I'm over crying. No, really. It used to spike my blood pressure, short-circuit my brain—an air horn to the cerebellum. But after three months I understand that this is the only speech my daughter has, and now I hear her like I hear the coworker with the leaf-blower lungs, the guy in sales who never learned to use his inside voice. It's just the way she talks.

But when you're alone with crying, there's no rationalizing it. There's just you, a screaming child, and a door you can walk out only once. I closed up the laptop and bounced Pepin until my arms hurt.

Then we hit the road. I don't know what dads usually do with babies when they're in charge of them for an entire day. Lucy suggested a baby music class, the corner cafe. I put Pepin in her stroller and pushed her to an abandoned mill, a lonely place of broken windows and darkened doorways where I've seen a van pull up, disgorge five or six televisions, and speed off in a storm of gravel. A place spraypainted, "Can your God save you now?"

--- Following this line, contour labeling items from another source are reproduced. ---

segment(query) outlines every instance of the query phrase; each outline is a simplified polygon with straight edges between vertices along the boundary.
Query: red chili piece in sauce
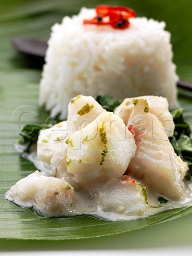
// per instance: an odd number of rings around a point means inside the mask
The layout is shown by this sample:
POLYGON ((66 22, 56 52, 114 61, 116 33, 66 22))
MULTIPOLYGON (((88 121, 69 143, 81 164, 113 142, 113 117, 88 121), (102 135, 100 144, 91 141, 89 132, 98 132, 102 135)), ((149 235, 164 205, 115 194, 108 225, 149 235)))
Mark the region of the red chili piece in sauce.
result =
POLYGON ((133 137, 134 137, 135 136, 135 131, 132 124, 130 124, 130 125, 128 127, 128 130, 133 134, 133 137))
POLYGON ((97 16, 91 20, 84 20, 84 24, 110 25, 116 29, 123 29, 130 25, 130 18, 135 17, 136 12, 130 8, 115 5, 97 5, 97 16))

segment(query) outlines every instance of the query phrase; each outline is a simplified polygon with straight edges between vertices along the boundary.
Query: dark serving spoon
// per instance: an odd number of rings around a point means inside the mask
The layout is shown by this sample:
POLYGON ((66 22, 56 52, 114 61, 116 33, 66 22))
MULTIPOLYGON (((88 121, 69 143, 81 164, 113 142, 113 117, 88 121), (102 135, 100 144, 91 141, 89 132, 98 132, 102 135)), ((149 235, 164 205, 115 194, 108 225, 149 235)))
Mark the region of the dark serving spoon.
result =
MULTIPOLYGON (((43 62, 48 45, 44 40, 27 37, 16 37, 12 41, 13 47, 20 53, 29 58, 36 57, 43 62)), ((179 81, 177 86, 192 91, 192 83, 179 81)))

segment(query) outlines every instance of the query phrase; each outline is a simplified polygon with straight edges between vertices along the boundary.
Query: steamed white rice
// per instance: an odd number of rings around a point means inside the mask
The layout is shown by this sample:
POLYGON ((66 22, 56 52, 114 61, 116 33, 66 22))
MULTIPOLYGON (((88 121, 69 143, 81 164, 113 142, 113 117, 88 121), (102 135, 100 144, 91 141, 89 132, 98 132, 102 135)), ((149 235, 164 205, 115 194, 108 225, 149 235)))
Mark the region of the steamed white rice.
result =
POLYGON ((108 94, 115 99, 144 95, 167 98, 178 106, 178 77, 172 62, 170 34, 164 22, 130 19, 129 28, 84 25, 94 9, 66 17, 52 28, 41 81, 39 103, 52 114, 67 115, 71 98, 108 94))

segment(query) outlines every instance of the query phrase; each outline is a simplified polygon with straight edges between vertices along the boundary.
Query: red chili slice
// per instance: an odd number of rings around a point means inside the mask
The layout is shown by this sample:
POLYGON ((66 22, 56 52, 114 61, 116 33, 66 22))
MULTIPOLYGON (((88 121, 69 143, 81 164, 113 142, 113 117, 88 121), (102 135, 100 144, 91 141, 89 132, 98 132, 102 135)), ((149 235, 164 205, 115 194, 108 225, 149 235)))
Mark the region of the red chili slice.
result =
POLYGON ((135 136, 135 131, 132 124, 130 124, 130 125, 128 127, 128 130, 133 134, 133 137, 134 137, 135 136))
POLYGON ((84 24, 110 25, 114 28, 123 29, 129 27, 129 19, 136 15, 133 10, 118 5, 97 5, 95 11, 97 15, 91 20, 84 20, 84 24))

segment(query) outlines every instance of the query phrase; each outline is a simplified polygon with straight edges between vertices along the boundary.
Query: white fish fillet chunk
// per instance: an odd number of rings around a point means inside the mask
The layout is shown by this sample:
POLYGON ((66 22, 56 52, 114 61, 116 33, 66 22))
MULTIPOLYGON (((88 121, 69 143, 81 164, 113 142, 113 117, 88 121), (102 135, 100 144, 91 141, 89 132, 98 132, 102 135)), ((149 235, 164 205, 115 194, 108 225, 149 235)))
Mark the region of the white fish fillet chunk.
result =
POLYGON ((63 178, 75 189, 78 188, 78 185, 75 181, 74 175, 67 171, 66 155, 68 147, 65 142, 61 149, 59 149, 53 154, 51 160, 50 174, 59 179, 63 178))
POLYGON ((60 149, 69 137, 67 121, 59 123, 51 128, 42 130, 38 138, 37 154, 38 159, 51 164, 54 152, 60 149))
POLYGON ((46 217, 71 215, 74 189, 63 179, 49 177, 36 171, 19 180, 5 194, 5 198, 31 207, 46 217))
POLYGON ((68 122, 71 132, 78 131, 106 111, 92 96, 79 95, 68 105, 68 122))
POLYGON ((81 183, 121 176, 136 150, 133 136, 122 118, 107 111, 73 133, 66 142, 67 170, 81 183))
POLYGON ((145 187, 124 175, 109 180, 98 191, 98 204, 104 212, 128 216, 142 215, 145 212, 145 187))
POLYGON ((146 100, 137 99, 134 103, 128 125, 132 124, 135 132, 137 151, 127 171, 156 193, 179 201, 183 196, 187 163, 175 153, 158 118, 148 113, 146 100))
POLYGON ((173 135, 174 124, 173 117, 169 111, 169 104, 166 98, 158 96, 140 96, 135 98, 127 98, 114 111, 114 114, 120 116, 127 124, 134 107, 133 99, 144 99, 147 100, 149 111, 155 115, 162 123, 169 137, 173 135))

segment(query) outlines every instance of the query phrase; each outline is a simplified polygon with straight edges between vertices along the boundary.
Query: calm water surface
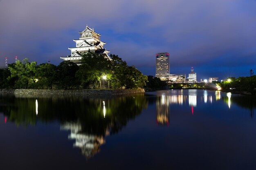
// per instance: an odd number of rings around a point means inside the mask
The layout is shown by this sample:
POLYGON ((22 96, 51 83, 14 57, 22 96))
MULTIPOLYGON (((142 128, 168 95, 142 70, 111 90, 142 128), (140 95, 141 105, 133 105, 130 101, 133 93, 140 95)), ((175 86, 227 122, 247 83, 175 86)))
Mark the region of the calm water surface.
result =
POLYGON ((3 170, 255 170, 256 98, 1 96, 3 170))

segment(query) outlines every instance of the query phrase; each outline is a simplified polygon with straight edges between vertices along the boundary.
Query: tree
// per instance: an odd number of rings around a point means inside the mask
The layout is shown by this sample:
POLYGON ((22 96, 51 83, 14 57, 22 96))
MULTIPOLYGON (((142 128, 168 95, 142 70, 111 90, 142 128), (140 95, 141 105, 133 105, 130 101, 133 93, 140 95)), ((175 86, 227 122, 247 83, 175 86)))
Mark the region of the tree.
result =
POLYGON ((13 77, 16 77, 14 87, 18 88, 34 88, 36 87, 36 73, 38 66, 36 62, 29 62, 25 58, 20 62, 17 62, 9 67, 11 75, 8 77, 11 80, 13 77))
POLYGON ((84 88, 90 85, 96 88, 101 88, 102 76, 106 75, 108 78, 107 75, 111 74, 110 66, 110 60, 104 55, 88 52, 83 56, 76 77, 84 88))
POLYGON ((38 86, 42 88, 52 89, 55 82, 54 75, 56 74, 56 66, 49 63, 39 65, 36 76, 38 79, 38 86))

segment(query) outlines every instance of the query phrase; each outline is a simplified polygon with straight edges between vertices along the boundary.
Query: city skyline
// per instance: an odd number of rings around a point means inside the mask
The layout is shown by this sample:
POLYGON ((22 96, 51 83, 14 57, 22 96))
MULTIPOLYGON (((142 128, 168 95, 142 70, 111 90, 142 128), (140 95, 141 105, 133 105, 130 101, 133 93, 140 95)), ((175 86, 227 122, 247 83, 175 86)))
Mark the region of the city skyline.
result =
POLYGON ((58 65, 88 24, 111 53, 144 75, 155 75, 159 51, 170 53, 170 73, 193 66, 198 80, 256 70, 255 0, 54 2, 0 0, 1 66, 16 56, 58 65))

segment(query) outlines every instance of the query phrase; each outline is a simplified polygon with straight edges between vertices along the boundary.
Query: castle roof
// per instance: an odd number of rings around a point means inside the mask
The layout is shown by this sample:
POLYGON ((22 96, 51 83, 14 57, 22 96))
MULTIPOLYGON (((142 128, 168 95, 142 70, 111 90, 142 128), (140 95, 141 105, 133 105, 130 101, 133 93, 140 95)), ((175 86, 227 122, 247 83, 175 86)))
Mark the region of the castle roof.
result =
POLYGON ((100 36, 101 35, 100 34, 99 34, 99 33, 97 33, 95 31, 94 31, 94 29, 93 28, 92 29, 91 28, 89 28, 89 27, 88 27, 87 25, 86 25, 86 27, 85 28, 85 29, 83 31, 79 32, 79 33, 81 34, 83 33, 85 33, 86 32, 93 32, 98 35, 100 36))

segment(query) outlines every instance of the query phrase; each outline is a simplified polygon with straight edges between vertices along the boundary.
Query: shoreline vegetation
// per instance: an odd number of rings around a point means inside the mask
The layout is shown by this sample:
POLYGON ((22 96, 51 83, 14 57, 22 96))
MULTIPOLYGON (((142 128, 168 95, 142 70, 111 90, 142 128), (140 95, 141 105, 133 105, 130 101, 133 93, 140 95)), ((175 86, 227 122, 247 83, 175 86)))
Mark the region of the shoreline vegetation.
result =
POLYGON ((132 89, 0 89, 0 94, 14 95, 16 96, 46 95, 49 96, 112 96, 134 93, 144 93, 143 88, 132 89))
POLYGON ((25 58, 0 70, 0 88, 53 90, 129 89, 143 88, 148 77, 118 55, 89 51, 79 63, 38 65, 25 58))

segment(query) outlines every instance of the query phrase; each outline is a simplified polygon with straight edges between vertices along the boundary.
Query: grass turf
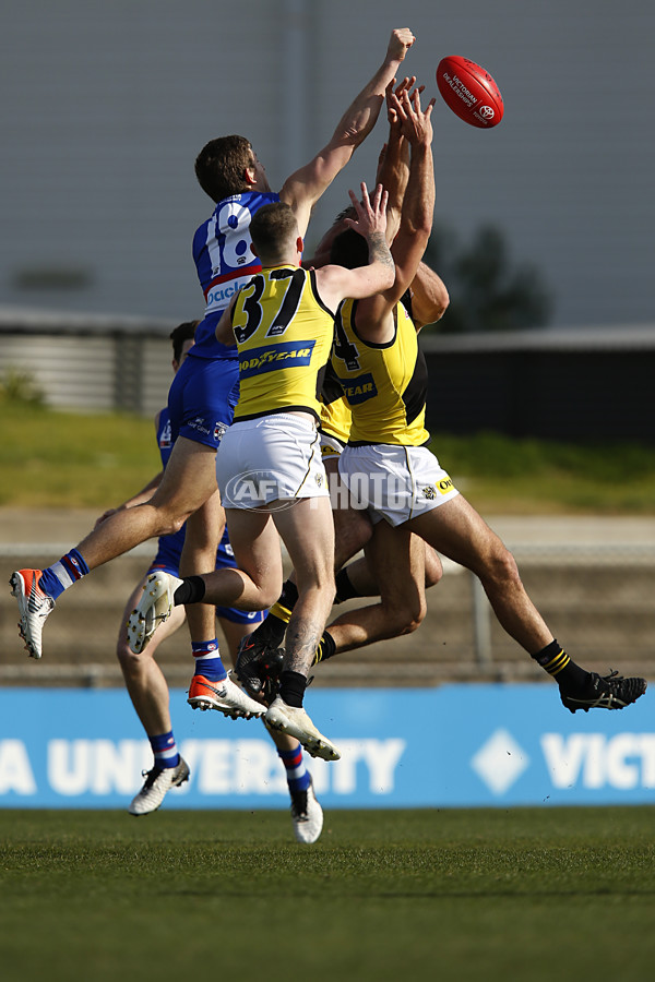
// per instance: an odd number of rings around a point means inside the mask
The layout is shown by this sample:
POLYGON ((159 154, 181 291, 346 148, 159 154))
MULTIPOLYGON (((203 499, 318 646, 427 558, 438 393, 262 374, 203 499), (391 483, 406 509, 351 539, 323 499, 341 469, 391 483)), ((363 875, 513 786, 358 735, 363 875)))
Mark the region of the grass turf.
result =
POLYGON ((645 980, 653 809, 0 812, 14 980, 645 980))
MULTIPOLYGON (((150 419, 59 412, 1 398, 0 409, 0 506, 102 512, 159 470, 150 419)), ((431 448, 483 514, 654 513, 652 446, 434 433, 431 448), (619 478, 608 479, 608 460, 619 478)))

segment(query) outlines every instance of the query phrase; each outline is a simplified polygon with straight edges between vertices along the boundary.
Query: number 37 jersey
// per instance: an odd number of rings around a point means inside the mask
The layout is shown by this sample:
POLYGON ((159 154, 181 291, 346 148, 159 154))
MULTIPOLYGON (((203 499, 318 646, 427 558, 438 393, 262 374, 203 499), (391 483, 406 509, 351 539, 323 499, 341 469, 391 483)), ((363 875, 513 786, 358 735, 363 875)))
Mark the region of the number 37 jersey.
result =
POLYGON ((204 320, 195 330, 193 355, 214 358, 225 346, 215 336, 221 314, 261 263, 251 249, 250 223, 263 205, 279 201, 273 191, 245 191, 216 205, 193 237, 193 260, 206 301, 204 320))
POLYGON ((319 297, 313 270, 265 268, 239 290, 231 320, 240 385, 235 422, 290 409, 318 420, 334 315, 319 297))

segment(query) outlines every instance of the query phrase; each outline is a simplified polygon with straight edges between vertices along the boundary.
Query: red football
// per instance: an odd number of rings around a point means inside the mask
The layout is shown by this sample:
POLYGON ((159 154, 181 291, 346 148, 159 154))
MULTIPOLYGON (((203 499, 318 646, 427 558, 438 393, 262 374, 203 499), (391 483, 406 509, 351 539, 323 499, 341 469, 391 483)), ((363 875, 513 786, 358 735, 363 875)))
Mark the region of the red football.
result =
POLYGON ((488 130, 502 119, 500 89, 489 72, 461 55, 442 58, 437 69, 437 85, 455 116, 488 130))

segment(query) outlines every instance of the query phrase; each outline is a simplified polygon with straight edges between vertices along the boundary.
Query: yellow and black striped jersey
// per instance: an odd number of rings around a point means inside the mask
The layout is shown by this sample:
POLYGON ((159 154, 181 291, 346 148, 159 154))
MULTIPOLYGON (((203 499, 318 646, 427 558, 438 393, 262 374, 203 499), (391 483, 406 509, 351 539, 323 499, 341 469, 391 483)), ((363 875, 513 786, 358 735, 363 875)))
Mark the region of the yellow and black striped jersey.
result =
POLYGON ((272 266, 239 290, 231 323, 239 352, 235 422, 302 409, 319 419, 334 335, 313 270, 272 266))
POLYGON ((352 416, 341 383, 329 361, 321 388, 321 432, 335 436, 345 446, 350 435, 352 416))
POLYGON ((414 323, 397 303, 393 339, 373 344, 357 334, 356 312, 356 300, 341 304, 331 356, 353 412, 348 442, 422 446, 430 439, 425 427, 428 371, 414 323))

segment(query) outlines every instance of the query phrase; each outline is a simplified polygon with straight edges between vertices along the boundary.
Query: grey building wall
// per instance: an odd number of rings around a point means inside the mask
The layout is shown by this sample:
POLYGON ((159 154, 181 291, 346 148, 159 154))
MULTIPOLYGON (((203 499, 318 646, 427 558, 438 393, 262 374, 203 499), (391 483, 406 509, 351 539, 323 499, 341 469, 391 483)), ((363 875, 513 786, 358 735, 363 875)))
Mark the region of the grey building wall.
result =
MULTIPOLYGON (((463 242, 502 227, 557 325, 652 323, 655 5, 640 0, 7 0, 0 304, 198 316, 196 152, 243 132, 279 187, 403 25, 429 95, 439 59, 464 53, 505 100, 488 132, 438 101, 438 217, 463 242)), ((371 179, 384 129, 320 203, 310 246, 371 179)))

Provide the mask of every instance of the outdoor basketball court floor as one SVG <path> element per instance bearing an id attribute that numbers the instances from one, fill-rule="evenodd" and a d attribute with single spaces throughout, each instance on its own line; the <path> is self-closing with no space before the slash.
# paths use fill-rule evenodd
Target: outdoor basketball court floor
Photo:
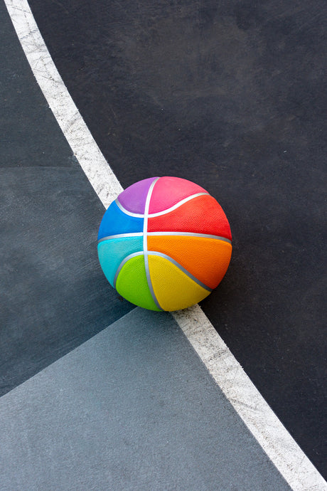
<path id="1" fill-rule="evenodd" d="M 327 489 L 326 19 L 1 0 L 0 490 Z M 221 285 L 173 315 L 97 257 L 105 208 L 162 175 L 233 235 Z"/>

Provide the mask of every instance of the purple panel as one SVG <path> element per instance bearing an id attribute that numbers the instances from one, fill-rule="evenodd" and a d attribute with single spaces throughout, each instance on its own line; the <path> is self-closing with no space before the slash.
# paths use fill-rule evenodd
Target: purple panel
<path id="1" fill-rule="evenodd" d="M 132 184 L 118 196 L 118 201 L 128 211 L 144 213 L 149 189 L 156 177 L 149 177 Z"/>

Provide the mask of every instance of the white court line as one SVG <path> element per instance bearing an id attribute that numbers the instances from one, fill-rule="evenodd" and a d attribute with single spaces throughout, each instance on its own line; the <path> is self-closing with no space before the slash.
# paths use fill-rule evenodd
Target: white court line
<path id="1" fill-rule="evenodd" d="M 122 188 L 101 154 L 53 64 L 26 0 L 4 0 L 34 75 L 73 152 L 107 208 Z M 327 483 L 254 387 L 198 305 L 173 314 L 196 352 L 294 491 Z"/>

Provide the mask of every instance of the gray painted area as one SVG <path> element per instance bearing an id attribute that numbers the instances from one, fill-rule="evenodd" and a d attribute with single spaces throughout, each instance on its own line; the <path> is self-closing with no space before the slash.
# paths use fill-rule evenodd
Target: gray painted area
<path id="1" fill-rule="evenodd" d="M 3 395 L 134 306 L 101 270 L 97 237 L 104 208 L 36 83 L 2 1 L 0 19 Z"/>
<path id="2" fill-rule="evenodd" d="M 177 324 L 135 309 L 0 399 L 1 489 L 289 490 Z"/>

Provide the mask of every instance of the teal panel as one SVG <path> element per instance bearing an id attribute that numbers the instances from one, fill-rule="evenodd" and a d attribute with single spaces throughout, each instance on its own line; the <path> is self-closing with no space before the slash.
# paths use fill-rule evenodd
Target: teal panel
<path id="1" fill-rule="evenodd" d="M 143 237 L 122 237 L 100 242 L 97 254 L 102 270 L 114 286 L 116 271 L 122 261 L 129 254 L 143 250 Z"/>

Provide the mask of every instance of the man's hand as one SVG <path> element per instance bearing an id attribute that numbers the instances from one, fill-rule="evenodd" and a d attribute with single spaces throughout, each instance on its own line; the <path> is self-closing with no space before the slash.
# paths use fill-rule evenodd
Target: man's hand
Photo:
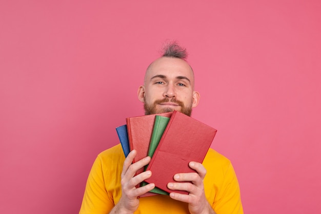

In fairness, it's a pretty walk there, through woods and along a creek, past chickens in someone's backyard. The abandoned mill was silent. Pepin was asleep in her stroller. I sat on a bench by the creek and rocked her. If anyone saw us, they might have done what a sign on the place warned would happen: "Police will be called." They might have thought I'd run off with her.

I had, of course. When we got back, I changed Pepin and fed her a bottle, slipped back into the routine. We'll probably never go back to the ruins, but I needed to know we could.